In relation to youths in need of care, § 41-3-609, MCA, sets forth the following criteria for termination of parental rights:

41-3-609(1)(c) the child is an adjudicated youth in need of care and both of the following exist:

“(i) an appropriate treatment plan that has been approved by the court has not been complied with by the parents or has not been successful; and

“(ii) the conduct or condition of the parents rendering them unfit is unlikely to change within a reasonable time.”

The State must show by clear and convincing evidence that the statutory criteria have been met. Matter of J.L.S. (Mont. 1988), [234 Mont. 201] 761 P.2d 838, 840, 44 St.Rep. 1842, 1845. We will not *144reverse a district court’s decision regarding findings of fact if those findings are supported by substantial credible evidence. Matter of A.H. (Mont. 1989), [236 Mont. 323,] 769 P.2d 1245, 1247, 45 St.Rep. 395, 397.

Appellant challenges the District Court’s finding that she refused to participate in a long-term therapy program as recommended by Ken Collenborne. At the hearing, appellant testified that she had contacted the mental health center on several occasions and that she was told that she had been put on a waiting list. However, appellant ignores the substantial credible evidence in the record that appellant had never initiated contact with the mental health center and that she was not on a waiting list. We reject appellant’s contention.

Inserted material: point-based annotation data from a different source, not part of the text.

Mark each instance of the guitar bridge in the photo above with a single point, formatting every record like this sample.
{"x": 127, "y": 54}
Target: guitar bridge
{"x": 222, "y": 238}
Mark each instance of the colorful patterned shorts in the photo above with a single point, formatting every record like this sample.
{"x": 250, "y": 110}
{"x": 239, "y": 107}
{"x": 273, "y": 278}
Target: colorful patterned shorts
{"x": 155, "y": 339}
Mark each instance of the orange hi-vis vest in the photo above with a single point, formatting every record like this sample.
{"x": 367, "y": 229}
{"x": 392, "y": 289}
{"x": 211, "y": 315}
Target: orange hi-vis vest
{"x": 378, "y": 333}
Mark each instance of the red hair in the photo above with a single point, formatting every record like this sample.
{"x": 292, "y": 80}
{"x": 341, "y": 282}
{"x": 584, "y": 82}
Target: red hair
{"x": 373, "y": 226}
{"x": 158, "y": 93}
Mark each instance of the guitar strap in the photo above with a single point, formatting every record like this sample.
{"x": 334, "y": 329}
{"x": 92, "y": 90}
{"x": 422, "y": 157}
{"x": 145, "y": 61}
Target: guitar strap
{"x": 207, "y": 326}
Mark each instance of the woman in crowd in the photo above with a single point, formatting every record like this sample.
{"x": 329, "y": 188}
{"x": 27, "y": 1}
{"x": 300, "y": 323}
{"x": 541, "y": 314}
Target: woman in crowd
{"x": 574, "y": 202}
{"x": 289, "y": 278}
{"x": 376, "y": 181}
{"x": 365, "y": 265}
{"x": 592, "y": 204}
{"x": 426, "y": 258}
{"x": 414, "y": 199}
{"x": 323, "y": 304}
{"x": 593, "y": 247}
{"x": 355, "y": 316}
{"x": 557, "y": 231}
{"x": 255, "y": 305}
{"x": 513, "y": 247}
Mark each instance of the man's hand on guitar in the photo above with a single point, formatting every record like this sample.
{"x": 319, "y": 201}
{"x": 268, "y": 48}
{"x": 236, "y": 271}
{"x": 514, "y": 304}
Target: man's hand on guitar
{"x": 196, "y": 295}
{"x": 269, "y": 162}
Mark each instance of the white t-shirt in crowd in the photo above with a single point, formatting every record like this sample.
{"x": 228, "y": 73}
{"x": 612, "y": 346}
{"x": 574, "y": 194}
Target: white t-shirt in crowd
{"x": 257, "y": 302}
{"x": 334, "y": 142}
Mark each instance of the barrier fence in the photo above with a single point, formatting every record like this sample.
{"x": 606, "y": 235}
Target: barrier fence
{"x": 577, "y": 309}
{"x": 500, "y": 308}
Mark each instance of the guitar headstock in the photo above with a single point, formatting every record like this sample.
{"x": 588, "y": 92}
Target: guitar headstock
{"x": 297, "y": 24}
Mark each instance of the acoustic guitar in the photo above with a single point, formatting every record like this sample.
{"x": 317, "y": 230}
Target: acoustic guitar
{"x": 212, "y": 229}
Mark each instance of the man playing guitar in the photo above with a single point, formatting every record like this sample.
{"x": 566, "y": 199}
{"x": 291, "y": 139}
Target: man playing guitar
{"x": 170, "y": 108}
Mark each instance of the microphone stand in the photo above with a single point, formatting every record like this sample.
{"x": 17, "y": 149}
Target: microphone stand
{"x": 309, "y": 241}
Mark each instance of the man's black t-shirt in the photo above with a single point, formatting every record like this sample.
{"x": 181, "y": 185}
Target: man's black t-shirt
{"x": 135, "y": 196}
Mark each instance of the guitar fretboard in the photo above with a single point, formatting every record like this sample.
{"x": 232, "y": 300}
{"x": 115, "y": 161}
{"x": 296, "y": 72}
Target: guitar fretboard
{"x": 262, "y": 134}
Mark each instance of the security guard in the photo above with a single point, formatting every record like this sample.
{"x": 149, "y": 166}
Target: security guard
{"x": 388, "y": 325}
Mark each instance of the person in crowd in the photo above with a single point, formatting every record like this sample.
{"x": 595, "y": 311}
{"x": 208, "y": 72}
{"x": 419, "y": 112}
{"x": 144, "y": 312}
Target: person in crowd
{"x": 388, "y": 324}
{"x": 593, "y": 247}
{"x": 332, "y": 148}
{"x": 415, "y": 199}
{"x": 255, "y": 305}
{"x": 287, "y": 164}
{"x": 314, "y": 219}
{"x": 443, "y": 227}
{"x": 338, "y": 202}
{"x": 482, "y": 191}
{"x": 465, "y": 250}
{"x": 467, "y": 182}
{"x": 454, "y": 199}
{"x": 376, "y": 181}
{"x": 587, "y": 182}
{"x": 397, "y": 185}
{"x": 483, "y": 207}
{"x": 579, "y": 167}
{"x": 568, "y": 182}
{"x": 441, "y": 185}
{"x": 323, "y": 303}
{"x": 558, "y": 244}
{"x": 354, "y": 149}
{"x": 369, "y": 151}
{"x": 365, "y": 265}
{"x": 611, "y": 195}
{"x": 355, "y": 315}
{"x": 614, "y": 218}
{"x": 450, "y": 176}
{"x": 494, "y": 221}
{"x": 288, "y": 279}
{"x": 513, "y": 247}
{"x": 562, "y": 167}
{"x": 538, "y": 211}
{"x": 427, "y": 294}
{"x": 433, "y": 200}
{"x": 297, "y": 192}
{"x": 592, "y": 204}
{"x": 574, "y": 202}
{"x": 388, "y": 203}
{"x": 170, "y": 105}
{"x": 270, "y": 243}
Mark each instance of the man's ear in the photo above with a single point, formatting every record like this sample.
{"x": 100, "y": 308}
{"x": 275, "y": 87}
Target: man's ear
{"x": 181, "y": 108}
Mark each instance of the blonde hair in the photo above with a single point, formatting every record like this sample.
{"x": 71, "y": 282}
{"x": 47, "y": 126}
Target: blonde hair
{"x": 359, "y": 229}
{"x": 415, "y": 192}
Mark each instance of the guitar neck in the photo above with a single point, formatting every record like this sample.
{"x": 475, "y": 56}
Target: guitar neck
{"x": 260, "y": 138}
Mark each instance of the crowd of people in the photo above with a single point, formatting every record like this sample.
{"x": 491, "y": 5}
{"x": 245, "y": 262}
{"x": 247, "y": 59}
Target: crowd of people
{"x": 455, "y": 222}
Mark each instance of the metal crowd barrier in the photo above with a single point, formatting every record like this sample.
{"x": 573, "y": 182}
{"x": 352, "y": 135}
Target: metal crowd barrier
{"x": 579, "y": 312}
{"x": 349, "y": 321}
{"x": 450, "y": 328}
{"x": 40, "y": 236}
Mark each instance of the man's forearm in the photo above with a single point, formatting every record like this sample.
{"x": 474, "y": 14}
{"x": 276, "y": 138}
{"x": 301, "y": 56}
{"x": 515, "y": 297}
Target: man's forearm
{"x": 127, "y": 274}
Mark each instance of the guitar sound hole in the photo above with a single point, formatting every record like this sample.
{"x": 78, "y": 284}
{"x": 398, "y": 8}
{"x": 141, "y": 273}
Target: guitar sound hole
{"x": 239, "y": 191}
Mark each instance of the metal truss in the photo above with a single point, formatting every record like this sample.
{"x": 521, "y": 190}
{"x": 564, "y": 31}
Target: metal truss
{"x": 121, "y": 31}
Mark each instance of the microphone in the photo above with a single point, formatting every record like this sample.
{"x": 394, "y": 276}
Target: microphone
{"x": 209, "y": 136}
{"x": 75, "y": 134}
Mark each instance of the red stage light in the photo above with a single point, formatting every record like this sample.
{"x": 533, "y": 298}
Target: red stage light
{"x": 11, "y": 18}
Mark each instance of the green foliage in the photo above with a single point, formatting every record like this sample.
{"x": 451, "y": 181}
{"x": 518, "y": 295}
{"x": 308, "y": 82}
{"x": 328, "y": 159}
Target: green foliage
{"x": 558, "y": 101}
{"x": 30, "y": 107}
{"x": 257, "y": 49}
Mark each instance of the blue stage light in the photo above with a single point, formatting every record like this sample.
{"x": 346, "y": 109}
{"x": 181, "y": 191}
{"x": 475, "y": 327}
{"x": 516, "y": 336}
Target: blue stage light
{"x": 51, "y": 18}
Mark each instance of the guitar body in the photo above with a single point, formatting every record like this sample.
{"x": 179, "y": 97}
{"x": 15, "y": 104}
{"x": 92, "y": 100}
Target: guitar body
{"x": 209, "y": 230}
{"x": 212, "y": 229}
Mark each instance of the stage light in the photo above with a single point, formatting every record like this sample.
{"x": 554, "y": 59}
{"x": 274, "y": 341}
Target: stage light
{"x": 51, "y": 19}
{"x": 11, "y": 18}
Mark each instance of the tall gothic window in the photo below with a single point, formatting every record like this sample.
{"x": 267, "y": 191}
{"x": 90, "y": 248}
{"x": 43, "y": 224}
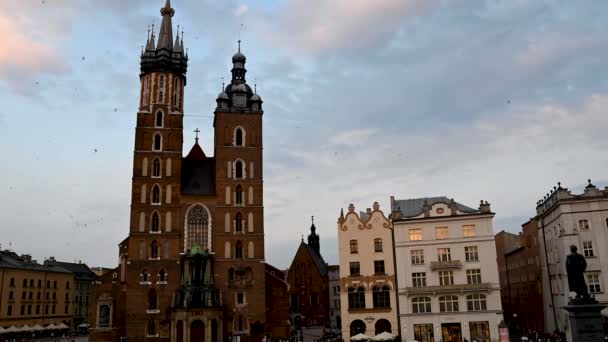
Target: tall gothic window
{"x": 239, "y": 194}
{"x": 157, "y": 144}
{"x": 154, "y": 250}
{"x": 238, "y": 251}
{"x": 156, "y": 167}
{"x": 156, "y": 194}
{"x": 175, "y": 91}
{"x": 161, "y": 89}
{"x": 238, "y": 223}
{"x": 158, "y": 120}
{"x": 238, "y": 137}
{"x": 197, "y": 231}
{"x": 238, "y": 169}
{"x": 152, "y": 300}
{"x": 155, "y": 222}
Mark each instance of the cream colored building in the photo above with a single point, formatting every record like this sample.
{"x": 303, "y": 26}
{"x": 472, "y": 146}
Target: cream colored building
{"x": 447, "y": 274}
{"x": 566, "y": 219}
{"x": 367, "y": 278}
{"x": 34, "y": 294}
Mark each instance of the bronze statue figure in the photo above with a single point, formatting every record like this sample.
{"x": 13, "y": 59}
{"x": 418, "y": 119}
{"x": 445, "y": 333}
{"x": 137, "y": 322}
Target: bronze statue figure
{"x": 576, "y": 266}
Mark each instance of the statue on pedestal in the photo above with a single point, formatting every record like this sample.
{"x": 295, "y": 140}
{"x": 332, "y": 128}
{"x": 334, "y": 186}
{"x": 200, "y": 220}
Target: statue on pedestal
{"x": 576, "y": 266}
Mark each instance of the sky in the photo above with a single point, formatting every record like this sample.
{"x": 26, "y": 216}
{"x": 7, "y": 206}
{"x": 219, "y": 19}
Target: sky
{"x": 470, "y": 99}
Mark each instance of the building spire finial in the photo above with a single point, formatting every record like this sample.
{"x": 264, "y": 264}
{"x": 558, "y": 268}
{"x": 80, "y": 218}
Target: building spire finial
{"x": 196, "y": 131}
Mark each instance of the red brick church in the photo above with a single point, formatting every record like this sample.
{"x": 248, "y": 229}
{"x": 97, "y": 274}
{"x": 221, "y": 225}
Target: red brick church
{"x": 192, "y": 267}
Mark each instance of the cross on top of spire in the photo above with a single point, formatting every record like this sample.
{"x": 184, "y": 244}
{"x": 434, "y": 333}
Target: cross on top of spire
{"x": 196, "y": 131}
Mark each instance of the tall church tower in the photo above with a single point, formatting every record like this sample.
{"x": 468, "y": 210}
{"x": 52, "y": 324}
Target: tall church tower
{"x": 155, "y": 227}
{"x": 239, "y": 234}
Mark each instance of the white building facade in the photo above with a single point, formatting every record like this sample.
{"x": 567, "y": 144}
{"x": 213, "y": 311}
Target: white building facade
{"x": 367, "y": 277}
{"x": 333, "y": 273}
{"x": 567, "y": 219}
{"x": 447, "y": 275}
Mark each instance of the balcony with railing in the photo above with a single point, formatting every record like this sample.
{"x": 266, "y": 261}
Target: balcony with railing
{"x": 197, "y": 296}
{"x": 449, "y": 289}
{"x": 446, "y": 265}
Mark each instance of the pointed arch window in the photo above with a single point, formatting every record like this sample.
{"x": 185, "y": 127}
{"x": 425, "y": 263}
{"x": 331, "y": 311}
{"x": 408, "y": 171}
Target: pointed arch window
{"x": 239, "y": 195}
{"x": 155, "y": 223}
{"x": 152, "y": 300}
{"x": 238, "y": 250}
{"x": 197, "y": 229}
{"x": 158, "y": 119}
{"x": 144, "y": 277}
{"x": 154, "y": 250}
{"x": 175, "y": 91}
{"x": 158, "y": 142}
{"x": 238, "y": 223}
{"x": 239, "y": 137}
{"x": 156, "y": 194}
{"x": 156, "y": 168}
{"x": 238, "y": 169}
{"x": 161, "y": 89}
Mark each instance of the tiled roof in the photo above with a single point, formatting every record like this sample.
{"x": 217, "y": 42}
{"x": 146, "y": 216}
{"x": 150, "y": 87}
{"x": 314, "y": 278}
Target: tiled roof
{"x": 12, "y": 260}
{"x": 413, "y": 207}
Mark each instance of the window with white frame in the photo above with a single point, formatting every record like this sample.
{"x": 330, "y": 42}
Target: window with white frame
{"x": 476, "y": 302}
{"x": 448, "y": 304}
{"x": 474, "y": 276}
{"x": 156, "y": 168}
{"x": 156, "y": 194}
{"x": 441, "y": 233}
{"x": 443, "y": 254}
{"x": 419, "y": 279}
{"x": 470, "y": 253}
{"x": 421, "y": 305}
{"x": 446, "y": 278}
{"x": 588, "y": 249}
{"x": 416, "y": 234}
{"x": 157, "y": 143}
{"x": 417, "y": 256}
{"x": 469, "y": 230}
{"x": 593, "y": 281}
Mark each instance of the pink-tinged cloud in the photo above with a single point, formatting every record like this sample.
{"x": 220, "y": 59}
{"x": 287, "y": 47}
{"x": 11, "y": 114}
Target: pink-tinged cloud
{"x": 319, "y": 26}
{"x": 23, "y": 58}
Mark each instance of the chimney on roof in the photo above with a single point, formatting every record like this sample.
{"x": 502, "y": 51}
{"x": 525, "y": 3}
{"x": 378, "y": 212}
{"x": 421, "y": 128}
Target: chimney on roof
{"x": 484, "y": 207}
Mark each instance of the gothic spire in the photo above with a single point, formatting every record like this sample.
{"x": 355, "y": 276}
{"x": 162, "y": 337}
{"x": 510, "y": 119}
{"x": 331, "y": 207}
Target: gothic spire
{"x": 165, "y": 35}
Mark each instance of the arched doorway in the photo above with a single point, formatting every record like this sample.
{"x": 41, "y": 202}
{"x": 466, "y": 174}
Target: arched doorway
{"x": 197, "y": 331}
{"x": 357, "y": 327}
{"x": 214, "y": 330}
{"x": 382, "y": 325}
{"x": 179, "y": 334}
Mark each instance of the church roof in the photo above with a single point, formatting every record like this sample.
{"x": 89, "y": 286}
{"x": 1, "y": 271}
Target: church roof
{"x": 316, "y": 258}
{"x": 198, "y": 175}
{"x": 196, "y": 153}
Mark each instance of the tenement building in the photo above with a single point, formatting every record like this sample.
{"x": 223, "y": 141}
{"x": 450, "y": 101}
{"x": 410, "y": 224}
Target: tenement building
{"x": 192, "y": 267}
{"x": 308, "y": 290}
{"x": 333, "y": 272}
{"x": 33, "y": 296}
{"x": 367, "y": 277}
{"x": 519, "y": 266}
{"x": 83, "y": 283}
{"x": 565, "y": 219}
{"x": 446, "y": 268}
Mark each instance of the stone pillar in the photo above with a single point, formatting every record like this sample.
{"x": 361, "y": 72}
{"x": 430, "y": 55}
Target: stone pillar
{"x": 585, "y": 322}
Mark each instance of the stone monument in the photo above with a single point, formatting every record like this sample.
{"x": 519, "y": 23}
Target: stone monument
{"x": 584, "y": 312}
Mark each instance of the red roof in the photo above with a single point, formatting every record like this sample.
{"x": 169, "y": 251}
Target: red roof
{"x": 196, "y": 153}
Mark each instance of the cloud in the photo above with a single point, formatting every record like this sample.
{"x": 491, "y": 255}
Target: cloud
{"x": 318, "y": 26}
{"x": 241, "y": 10}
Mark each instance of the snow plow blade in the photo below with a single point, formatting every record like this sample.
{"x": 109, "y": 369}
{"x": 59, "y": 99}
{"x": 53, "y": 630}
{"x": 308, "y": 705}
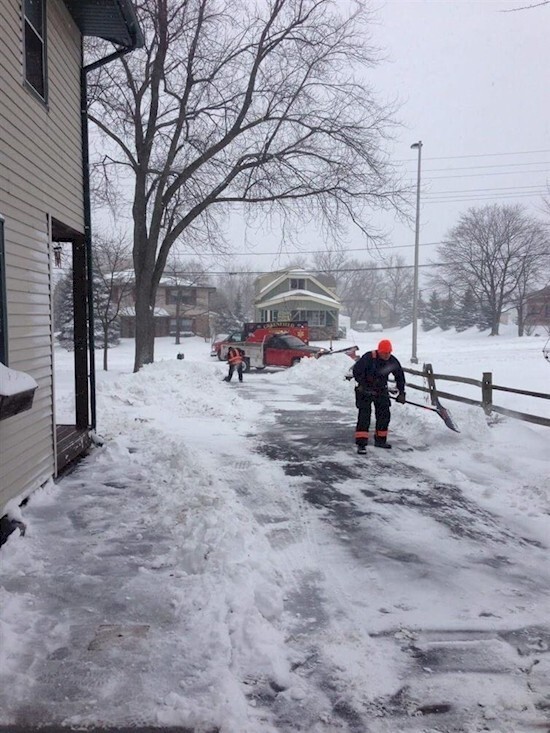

Also disputed is the District Court’s conclusion that appellant’s existing mental or emotional condition was unlikely to change within a reasonable time. Appellant contends that the District Court relied upon the testimony of Ken Collenborne to reach its conclusion. But, Ken Collenborne’s testimony cannot support that finding, appellant asserts, because he spent only 35 minutes with appellant and did not observe her interacting with her children. However, the record discloses that Mr. Collenborne based his testimony not only on the actual time he spent with appellant, but also on the results of psychological tests he administered. He testified that appellant’s personality disorder was deeply ingrained and that appellant would have to make a genuine commitment to change in order to modify her behavior. Contrary to appellant’s contention, the evidence of appellant’s unwillingness or inability to modify her behavior comes not from Mr. Collenborne, but from the social workers supervising appellant’s case and the leaders of the parenting class and support group she attended. Substantial credible evidence exists in the record to support a finding that appellant is unwillingly or unable to make the necessary effort to change her behavior so that she can adequately parent R.B.K. and R.J.K.

In summary, the District Court found that the State met its burden of proof under § 41-3-609(1) (c), MCA. Substantial credible evidence in the record supports that decision. We affirm the District Court.

JUSTICES BARZ, SHEEHY, HUNT and McDONOUGH concur.